Seeing as she will be competing against experienced politicians like Memusi, the 26-year-old lawyer told Kajiado Star that she would not let fear and intimidation dampen her ambition to represent the people of Kajiado Central in Parliament. “I am young and vibrant, energetic and well educated. I also know that the youth and women are the majority in this country, yet they are the most affected when things go wrong. It is absolutely necessary that we sit at the decision making table and chart the way forward,” she explains.

She explains that the manifesto of her party, The New Democrats (TND), ‘resonates very well’ with her overall vison for Kajiado Central. “Kenya is not where it should be,” Says Leina, who is a former life member of ODM. “We can do better. A better economy, which is the result of good leadership has to start somewhere. Leaders need to be honest with the people about the serious challenges we are facing today.”

She says that she has been doing door-to-door campaigns in Kajiado Central, selling her policies to the people and that their response to her candidacy has been ‘awesome’. In the course of her campaigns, Leina, who hails from Maili Tisa, in Namanga, reveals that some adults have been asking questions regarding her relatively tender age.

She has a stock response to such queries. “Since most of them are parents, I challenge them to tell me why they take their children to school,” she explains. In most cases these parents say that they send their children to school so that, among others, they can secure better lives for themselves and to become leaders of tomorrow.

“I then tell them that my time to become a leader is now,” she adds.

In the course of traversing Kajiado Central, Leina says that she has witnessed, first-hand, the huge crisis facing the educational sector in the constituency. “There is a pressing need for more classrooms in schools. More shockingly, I noticed that many dormitories have missing doors and windows, which puts the lives of pupils in danger,” explains Leina.

Another problem she noticed is the lack of teachers’ quarters. Education will play a key part of her agenda if she is elected Kajiado Central MP in August, seeing as provision of education is a basic human right.

She is also alive to the issue of Human/Wildlife Conflict, which has been a perennial problem in certain areas of the constituency that co-exist with wildlife. “I will be working very closely with the Kenya Wildlife Services to ensure that issues like compensation are settled promptly and amicably. We have very good laws in place, only that they are not properly implemented,” says Leina.

Leina, who trained as a lawyer at the Mombasa Campus of the University of Nairobi, decries the commercialisation of politics and political campaigns in Kenya. “The money hurdle has been placed on the path of women and youthful contestants, making the playing field quite uneven,” she says. “We have witnessed instances where contestants are required to pay money to challenge nomination outcomes,”

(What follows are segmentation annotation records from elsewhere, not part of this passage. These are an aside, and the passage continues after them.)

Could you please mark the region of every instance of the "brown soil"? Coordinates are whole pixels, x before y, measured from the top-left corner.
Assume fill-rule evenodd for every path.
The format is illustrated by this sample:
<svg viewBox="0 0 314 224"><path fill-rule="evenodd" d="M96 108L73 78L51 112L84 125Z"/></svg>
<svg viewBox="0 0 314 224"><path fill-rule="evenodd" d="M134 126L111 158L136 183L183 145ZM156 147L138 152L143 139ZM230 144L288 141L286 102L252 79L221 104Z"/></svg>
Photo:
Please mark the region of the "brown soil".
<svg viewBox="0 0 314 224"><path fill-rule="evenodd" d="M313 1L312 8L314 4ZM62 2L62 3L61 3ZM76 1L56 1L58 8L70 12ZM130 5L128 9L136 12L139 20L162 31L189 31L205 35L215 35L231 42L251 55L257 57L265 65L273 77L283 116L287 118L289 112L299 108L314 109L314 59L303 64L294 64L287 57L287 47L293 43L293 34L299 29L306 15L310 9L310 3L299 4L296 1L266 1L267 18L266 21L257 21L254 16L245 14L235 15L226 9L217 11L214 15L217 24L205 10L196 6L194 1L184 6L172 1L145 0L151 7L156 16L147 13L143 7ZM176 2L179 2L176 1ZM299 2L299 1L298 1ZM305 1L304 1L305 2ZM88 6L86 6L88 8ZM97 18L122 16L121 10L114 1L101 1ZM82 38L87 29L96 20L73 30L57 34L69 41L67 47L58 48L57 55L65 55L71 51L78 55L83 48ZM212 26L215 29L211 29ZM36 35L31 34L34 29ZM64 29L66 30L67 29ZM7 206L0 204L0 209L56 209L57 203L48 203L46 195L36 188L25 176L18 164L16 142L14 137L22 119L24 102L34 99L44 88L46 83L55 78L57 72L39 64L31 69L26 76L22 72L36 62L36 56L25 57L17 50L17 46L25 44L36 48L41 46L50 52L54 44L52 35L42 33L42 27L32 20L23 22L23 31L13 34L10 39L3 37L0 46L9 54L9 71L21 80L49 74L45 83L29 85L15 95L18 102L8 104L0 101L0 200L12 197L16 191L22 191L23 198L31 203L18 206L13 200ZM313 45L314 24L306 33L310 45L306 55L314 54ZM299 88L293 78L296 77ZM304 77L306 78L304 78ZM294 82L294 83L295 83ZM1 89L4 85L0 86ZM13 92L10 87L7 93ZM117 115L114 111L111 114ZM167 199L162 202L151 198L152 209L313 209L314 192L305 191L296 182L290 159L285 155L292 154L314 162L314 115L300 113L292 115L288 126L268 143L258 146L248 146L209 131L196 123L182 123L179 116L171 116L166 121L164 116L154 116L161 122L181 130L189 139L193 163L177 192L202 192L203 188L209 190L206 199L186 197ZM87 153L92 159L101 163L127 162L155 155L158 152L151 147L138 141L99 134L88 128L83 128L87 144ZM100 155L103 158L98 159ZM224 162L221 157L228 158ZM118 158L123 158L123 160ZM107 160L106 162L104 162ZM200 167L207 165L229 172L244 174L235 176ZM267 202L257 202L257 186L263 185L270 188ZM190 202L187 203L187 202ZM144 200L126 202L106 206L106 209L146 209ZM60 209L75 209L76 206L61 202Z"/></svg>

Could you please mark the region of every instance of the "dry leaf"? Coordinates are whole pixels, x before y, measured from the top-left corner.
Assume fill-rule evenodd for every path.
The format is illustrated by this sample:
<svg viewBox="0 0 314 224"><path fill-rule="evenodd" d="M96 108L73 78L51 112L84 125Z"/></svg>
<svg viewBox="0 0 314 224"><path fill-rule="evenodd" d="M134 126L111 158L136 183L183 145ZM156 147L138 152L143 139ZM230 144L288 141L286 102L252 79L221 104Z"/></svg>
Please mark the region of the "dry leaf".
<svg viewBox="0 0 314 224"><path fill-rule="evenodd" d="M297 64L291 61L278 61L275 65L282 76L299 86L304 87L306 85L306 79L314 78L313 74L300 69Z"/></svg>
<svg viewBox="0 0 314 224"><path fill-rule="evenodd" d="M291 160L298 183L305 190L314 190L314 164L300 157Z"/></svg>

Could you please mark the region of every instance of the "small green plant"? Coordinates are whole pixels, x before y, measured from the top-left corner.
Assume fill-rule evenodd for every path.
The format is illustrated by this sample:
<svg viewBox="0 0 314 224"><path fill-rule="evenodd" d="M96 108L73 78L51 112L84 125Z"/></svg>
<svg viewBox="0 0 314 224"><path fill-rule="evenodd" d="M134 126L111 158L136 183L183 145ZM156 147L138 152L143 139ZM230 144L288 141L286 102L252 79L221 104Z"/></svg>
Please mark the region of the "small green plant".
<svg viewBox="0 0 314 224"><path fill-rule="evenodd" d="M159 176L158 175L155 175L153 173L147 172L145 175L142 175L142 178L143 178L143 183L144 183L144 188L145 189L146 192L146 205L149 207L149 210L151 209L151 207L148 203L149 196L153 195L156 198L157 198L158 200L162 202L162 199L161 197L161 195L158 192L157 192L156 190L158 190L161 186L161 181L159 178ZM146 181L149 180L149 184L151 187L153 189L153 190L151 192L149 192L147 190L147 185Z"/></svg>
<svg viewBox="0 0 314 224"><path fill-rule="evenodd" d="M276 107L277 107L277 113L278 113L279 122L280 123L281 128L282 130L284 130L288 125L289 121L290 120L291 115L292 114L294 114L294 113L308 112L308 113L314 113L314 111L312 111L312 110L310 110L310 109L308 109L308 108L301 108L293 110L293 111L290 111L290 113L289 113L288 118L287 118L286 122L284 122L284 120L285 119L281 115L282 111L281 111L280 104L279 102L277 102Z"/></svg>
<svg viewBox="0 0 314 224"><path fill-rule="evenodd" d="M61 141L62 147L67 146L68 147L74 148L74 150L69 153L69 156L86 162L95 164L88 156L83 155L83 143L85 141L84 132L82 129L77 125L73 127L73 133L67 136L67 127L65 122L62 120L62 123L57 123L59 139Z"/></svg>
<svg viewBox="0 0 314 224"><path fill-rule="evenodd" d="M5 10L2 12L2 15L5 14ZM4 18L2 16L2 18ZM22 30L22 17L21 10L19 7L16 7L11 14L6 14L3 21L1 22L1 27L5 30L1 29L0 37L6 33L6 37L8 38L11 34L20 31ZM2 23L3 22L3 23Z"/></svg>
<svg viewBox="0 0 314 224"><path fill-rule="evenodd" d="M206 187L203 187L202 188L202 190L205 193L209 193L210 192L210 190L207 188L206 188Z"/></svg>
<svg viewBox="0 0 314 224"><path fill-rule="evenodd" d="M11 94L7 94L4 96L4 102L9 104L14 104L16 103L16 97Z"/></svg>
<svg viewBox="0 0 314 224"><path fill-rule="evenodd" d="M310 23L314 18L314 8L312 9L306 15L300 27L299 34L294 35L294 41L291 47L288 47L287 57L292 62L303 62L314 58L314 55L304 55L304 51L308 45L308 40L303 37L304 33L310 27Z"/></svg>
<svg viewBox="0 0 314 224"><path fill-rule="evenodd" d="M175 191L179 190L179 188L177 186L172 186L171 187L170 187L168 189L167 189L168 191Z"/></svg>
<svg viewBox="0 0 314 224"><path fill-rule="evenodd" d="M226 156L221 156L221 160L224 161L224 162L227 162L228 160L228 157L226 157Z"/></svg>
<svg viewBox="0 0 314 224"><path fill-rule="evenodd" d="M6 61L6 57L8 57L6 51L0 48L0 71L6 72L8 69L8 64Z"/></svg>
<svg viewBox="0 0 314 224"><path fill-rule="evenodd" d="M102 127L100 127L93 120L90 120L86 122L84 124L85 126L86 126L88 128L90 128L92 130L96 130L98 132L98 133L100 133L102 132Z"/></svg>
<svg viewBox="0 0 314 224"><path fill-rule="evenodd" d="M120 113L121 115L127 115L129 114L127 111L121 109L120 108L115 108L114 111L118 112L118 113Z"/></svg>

This is part of the reason why she quite ODM to join TND. “My dream would have been killed in ODM, as I was competing with politicians who are well endowed financially,” she says. “I needed a platform where my name goes direct to the ballot.”

She draws lots of inspiration from ODM leader Raila Odinga, who is also the Azimio la Umoja presidential candidate. “What I have learnt from Raila is the power of persistence,” explains Leina. “In spite of trying and failing a number times, he still dusts himself and tries again.”

Leina’s other role model is Narc-Kenya leader Martha Karua, who inspired her to become a lawyer.

Away from politics, she runs the Janet Leina Sankale Foundation, which, among other things addresses issues of gender-based violence and criminal justice. The Foundation also offers scholarships for bright but poor students.

What message does she have for Memusi Kanchori? “Your time is up!”